After an hour and a half of discussion Monday, the board approved, 6-0, the designs for the new elementary school and high school auditorium covered by a $23.6 million bond issue approved by voters in April 2005. Board member Craig Gephart was absent from the special meeting.
Last week, at the board's regular meeting, members tabled approval of the construction documents after board vice president Shelly Gowdy brought up questions about putting a standing-seam metal roof on the elementary school rather than a modified bitumen membrane roofing system.
At that time, the board instructed representatives from Wilson and Company, Engineers and Architects, to show the board an estimate for a standing-seam metal roof for the elementary school. They also asked Wilson and Company for an estimate of how many people would fit in the lobby of the high school auditorium, and they directed school principals to make the designs available for staff comments.
Discussion on Monday centered on the roofing system for the elementary school.
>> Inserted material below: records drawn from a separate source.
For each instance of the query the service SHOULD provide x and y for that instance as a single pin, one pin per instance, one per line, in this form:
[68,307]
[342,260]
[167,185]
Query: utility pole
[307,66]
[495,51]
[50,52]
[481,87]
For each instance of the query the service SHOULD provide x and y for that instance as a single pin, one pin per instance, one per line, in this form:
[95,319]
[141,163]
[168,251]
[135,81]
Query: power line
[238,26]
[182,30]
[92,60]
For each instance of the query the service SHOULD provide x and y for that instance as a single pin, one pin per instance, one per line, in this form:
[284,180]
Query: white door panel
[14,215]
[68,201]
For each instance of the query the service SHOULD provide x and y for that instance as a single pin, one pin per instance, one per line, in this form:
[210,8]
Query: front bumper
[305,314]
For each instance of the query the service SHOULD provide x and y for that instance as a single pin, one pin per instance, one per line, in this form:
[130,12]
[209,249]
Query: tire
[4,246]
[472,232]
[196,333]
Jon Plumer of Wilson and Company told the board the price difference between its options was an additional $3.30 per square foot for a standing-seam metal roof. The additional roofing required, increased masonry in walls to support such a roof and rearranging of air-conditioning units added up to $451,450.
Gowdy's hangup on the roofing stems from problems Lansing Middle School has had with leakage, she said. The building has leaked since it was built in 1996, she said.
Gowdy and board president Brian Bode told Plumer and architect Bruce Mortimer of Wilson and Company that they were concerned that as the new elementary building settles, the modified bitumen roof would lose its pitch and become flatter, leading to areas that collect water, which can leak into the building.
Mortimer told the board that the roof type installed at LMS was single-ply rubber roof and was "not a quality roof system."
In the end, the board decided against the standing-seam metal roof.
"We just can't stretch our money that far," Bode said.
The board instructed the architects to finish the design plans using a modified bitumen membrane roof with a slope of 1/2-inch per foot where possible, rather than the suggested 3/8-inch-per-foot slope. The latter roof would slope down three inches every eight feet; the former would slope four inches every eight feet, which board members said they hoped would sufficiently drain water from the roof.